Se tutto era stato spazzato via, non lo era stata la cultura dell’Iraq, e in particolare non lo erano stati i manoscritti, i tomi, i libri antichi custoditi a Mosul. Perché il vescovo Moussa li aveva messi in salvo, quanti più poteva e quanto più poteva.

“Un uomo senza cultura è un uomo morto”, amava dire. E così, quando all’arrivo delle milizie dello Stato Islamico la gente lasciò Mosul portando via solo quello che poteva, soprattutto generi di prima necessità e denaro, lui riempì due furgoncini con circa 1300 manoscritti databili tra il XIV e il XIX secolo, e li aveva portati in una località segreta, passando tre checkpoints senza problemi.
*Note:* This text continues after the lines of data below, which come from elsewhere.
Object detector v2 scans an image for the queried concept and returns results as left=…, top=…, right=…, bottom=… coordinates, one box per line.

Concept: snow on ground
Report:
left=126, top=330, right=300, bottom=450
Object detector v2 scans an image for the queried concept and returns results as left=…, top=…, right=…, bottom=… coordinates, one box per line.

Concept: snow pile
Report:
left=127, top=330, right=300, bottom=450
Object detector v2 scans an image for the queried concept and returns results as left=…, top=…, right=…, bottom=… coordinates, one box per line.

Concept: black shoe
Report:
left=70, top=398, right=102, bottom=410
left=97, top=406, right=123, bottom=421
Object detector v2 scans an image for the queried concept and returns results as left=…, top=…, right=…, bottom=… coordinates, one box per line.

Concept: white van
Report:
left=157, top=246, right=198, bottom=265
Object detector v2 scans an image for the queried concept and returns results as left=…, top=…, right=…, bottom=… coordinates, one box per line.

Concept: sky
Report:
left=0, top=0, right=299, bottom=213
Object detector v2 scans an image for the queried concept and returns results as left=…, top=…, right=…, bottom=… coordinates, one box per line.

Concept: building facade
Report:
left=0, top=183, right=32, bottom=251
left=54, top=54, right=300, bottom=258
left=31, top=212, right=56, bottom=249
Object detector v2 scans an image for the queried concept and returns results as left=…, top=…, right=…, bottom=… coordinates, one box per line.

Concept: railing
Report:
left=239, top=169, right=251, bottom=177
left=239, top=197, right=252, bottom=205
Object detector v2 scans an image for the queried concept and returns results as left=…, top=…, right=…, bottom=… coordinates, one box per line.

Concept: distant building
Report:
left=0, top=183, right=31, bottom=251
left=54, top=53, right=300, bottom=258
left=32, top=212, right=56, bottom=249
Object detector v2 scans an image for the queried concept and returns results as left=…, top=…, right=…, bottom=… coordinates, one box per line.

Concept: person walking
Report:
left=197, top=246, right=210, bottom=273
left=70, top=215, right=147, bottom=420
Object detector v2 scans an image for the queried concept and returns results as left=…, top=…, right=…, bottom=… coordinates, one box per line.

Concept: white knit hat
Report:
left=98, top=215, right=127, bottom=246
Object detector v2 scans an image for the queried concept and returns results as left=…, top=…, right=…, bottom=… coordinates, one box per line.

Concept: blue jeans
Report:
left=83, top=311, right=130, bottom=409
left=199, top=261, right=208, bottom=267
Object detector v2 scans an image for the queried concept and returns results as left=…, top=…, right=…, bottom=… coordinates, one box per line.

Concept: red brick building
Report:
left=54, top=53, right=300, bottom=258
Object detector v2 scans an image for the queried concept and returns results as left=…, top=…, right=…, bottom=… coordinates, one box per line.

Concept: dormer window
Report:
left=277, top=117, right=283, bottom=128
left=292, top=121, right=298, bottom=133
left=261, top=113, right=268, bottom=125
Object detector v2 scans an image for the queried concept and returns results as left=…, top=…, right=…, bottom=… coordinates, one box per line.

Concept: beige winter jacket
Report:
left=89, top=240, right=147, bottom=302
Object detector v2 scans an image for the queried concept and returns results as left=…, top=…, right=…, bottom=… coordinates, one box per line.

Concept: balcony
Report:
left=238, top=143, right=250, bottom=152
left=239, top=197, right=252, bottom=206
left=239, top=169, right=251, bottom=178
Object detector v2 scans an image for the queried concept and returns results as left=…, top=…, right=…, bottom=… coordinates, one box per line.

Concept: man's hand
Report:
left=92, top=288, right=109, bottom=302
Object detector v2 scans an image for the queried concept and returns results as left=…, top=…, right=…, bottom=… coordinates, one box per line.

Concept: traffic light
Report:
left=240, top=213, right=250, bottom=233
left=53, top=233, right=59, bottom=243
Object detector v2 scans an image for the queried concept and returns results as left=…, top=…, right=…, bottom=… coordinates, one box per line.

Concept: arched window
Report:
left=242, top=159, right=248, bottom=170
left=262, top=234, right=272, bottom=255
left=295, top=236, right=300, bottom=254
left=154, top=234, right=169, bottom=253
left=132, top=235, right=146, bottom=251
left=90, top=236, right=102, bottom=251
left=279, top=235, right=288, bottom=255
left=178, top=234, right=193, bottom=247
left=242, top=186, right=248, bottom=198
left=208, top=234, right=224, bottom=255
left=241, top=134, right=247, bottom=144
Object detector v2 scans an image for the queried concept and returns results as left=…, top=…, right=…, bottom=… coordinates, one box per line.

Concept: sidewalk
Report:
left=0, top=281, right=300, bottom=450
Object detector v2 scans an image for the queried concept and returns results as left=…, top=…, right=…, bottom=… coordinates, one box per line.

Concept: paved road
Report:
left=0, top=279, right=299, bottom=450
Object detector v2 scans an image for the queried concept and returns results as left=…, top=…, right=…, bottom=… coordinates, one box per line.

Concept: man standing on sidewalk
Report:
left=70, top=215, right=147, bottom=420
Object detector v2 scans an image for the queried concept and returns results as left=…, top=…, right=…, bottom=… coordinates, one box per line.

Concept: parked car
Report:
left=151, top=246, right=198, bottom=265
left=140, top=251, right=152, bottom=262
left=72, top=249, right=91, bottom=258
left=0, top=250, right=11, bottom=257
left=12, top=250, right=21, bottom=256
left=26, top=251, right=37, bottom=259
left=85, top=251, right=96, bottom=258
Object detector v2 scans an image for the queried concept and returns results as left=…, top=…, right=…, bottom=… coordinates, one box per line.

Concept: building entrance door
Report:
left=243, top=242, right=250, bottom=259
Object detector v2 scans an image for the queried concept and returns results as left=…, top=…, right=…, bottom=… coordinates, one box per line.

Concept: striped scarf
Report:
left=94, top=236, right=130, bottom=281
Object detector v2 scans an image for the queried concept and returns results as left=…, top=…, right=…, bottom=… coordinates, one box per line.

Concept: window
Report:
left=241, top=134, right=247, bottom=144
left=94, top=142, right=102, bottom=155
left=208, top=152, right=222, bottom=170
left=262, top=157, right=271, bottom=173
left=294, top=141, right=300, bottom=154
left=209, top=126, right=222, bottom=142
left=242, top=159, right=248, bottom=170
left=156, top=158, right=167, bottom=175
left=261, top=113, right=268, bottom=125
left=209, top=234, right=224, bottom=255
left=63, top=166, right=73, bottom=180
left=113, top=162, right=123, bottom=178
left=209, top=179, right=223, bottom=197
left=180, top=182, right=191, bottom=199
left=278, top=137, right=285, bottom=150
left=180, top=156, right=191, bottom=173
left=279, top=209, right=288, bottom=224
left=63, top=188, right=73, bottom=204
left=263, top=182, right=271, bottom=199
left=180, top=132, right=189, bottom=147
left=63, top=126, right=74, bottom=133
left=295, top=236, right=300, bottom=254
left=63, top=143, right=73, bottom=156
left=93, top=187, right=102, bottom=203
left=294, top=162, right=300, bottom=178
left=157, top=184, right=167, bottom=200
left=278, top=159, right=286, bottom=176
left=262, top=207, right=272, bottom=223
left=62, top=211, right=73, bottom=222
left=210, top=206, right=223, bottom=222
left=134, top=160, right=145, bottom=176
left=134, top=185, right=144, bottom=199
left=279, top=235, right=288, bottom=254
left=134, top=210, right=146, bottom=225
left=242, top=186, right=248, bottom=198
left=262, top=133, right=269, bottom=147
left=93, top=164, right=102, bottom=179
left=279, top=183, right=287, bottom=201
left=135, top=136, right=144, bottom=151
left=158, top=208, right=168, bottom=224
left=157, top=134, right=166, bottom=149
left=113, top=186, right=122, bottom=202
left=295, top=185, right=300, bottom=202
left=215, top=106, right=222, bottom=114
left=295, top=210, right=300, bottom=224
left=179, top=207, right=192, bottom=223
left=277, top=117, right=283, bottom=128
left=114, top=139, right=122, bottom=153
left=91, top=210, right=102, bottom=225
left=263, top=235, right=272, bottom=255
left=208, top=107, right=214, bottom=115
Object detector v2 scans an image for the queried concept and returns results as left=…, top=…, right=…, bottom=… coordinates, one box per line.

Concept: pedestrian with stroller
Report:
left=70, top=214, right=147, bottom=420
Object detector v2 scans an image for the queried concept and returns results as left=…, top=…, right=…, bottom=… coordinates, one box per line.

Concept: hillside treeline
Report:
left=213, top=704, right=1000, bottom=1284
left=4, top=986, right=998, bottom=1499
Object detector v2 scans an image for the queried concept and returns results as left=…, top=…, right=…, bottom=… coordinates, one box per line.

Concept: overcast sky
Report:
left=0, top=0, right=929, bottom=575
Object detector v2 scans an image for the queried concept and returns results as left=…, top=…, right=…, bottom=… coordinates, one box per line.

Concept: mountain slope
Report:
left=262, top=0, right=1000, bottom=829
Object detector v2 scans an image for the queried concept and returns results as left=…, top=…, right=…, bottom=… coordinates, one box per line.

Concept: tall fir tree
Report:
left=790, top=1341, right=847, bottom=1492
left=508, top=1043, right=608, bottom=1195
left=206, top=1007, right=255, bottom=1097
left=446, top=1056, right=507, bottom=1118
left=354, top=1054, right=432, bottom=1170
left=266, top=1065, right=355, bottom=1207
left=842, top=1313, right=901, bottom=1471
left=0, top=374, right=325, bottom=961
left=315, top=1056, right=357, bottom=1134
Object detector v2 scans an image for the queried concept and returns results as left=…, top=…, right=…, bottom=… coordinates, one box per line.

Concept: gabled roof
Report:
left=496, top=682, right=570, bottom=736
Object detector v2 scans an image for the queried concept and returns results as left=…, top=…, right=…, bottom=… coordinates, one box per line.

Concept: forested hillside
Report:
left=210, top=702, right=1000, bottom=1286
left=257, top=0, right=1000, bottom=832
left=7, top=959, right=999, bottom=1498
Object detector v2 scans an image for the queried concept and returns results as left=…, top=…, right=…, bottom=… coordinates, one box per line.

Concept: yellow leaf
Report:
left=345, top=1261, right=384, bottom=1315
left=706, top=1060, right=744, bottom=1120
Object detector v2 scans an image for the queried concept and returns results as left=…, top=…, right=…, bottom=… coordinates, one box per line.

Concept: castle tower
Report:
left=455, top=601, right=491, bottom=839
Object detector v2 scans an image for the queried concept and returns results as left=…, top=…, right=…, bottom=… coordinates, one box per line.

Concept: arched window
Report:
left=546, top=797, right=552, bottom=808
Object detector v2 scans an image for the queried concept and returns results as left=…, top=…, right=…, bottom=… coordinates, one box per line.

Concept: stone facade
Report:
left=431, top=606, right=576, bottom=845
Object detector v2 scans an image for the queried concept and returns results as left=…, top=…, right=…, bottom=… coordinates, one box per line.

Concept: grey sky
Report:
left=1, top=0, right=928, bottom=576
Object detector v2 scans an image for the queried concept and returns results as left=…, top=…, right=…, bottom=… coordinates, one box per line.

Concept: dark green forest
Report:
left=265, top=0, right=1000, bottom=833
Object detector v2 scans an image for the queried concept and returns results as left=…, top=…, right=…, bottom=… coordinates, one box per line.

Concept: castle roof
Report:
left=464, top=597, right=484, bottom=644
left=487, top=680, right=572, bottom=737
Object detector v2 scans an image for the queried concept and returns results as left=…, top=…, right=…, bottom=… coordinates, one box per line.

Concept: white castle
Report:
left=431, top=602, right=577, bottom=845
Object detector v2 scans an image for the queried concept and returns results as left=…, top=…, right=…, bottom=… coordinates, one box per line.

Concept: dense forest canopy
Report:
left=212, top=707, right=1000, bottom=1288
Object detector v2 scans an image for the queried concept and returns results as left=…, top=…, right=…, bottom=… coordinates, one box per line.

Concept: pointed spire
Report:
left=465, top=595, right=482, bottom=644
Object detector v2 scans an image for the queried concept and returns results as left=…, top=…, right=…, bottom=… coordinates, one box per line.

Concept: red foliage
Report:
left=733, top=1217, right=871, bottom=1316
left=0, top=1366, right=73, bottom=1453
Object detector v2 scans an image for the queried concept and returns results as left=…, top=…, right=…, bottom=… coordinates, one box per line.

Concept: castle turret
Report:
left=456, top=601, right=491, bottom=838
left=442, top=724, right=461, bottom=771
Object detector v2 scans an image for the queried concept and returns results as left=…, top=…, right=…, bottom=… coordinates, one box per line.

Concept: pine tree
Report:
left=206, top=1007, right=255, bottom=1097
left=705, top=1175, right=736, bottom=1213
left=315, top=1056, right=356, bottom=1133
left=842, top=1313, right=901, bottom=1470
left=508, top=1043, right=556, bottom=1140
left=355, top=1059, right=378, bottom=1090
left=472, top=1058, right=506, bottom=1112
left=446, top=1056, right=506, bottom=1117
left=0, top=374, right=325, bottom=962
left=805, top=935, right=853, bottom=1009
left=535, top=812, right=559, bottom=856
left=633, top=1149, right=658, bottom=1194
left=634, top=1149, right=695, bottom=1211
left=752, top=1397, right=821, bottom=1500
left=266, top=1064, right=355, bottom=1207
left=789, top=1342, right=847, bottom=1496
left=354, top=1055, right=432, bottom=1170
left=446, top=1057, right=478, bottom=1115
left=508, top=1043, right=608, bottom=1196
Purtroppo, la biblioteca con 50 mila libri moderni era stata lasciata indietro a Bakhdida, città poi presa dal sedicente Stato Ilsamico.  

Erano manoscritti antichi su cui il padre domenicano lavorava da decenni, archiviandoli e digitalizzandoli. Un compito cui ha coinvolto la popolazione, in ogni modo che poteva, perché “se vedevo qualcuno con le mani libere – ha raccontato – gli mettevo in braccio un tomo, chiedendogli di restituirmelo una volta raggiunta Erbil”. Ad Erbil, la capitale del Kurdistan, sono arrivati moltissimi rifugiati, ed lì che si sono concentrati gli sforzi per accoglierli.

Il vescovo Moussa ha 63 anni ed è nato a Mosul. Ha lavorato nell’industria petrolifera, poi ha deciso di diventare sacerdote, e ha studiato in seminario in Francia, dove è stato ordinato nel 1987. Quindi è tornato al suo paese natale, e lì ha fondato l’Oriental Manuscript Digital Center per preservare la cultura cristiana del suo Paese.

Il centro ha avuto sede a Mosul, poi, a partire dal 2008 con le prime insurrezioni islamiste, è stato spostato a Qaraqosh, e quindi, due settimane prima dell’invasione dei jihadisti dell’ISIS, ad Erbil. Gli archivi contano 850 manoscritti antichi in aramaico, arabo e altre lingue e circa 50 mila volumi.

Il ritorno del vescovo Moussa a Mosul rinnova anche la presenza dei domenicani nella città. Si attesta la presenza di figli di San Domenico a Mosul dal 1750, ed è da allora che avevano raccolto migliaia di manoscritti antichi.

Il mandato che è stato dato al nuovo vescovo di Mosul dal Cardinale Sako è quello di insistere su “riconciliazione e fiducia fra la gente della città, perduta a causa delle violenze dell’ISIS e dell’ideologia fondamentaista”.

A Mosul e nella Piana di Ninive sono tornate 16 mila famiglie. A Erbil, Dohuk e Sulymanyah restano ancora 4 mila nuclei famigliari di rifugiati. Ma si può dire che la vita sia definitivamente tornata a Mosul.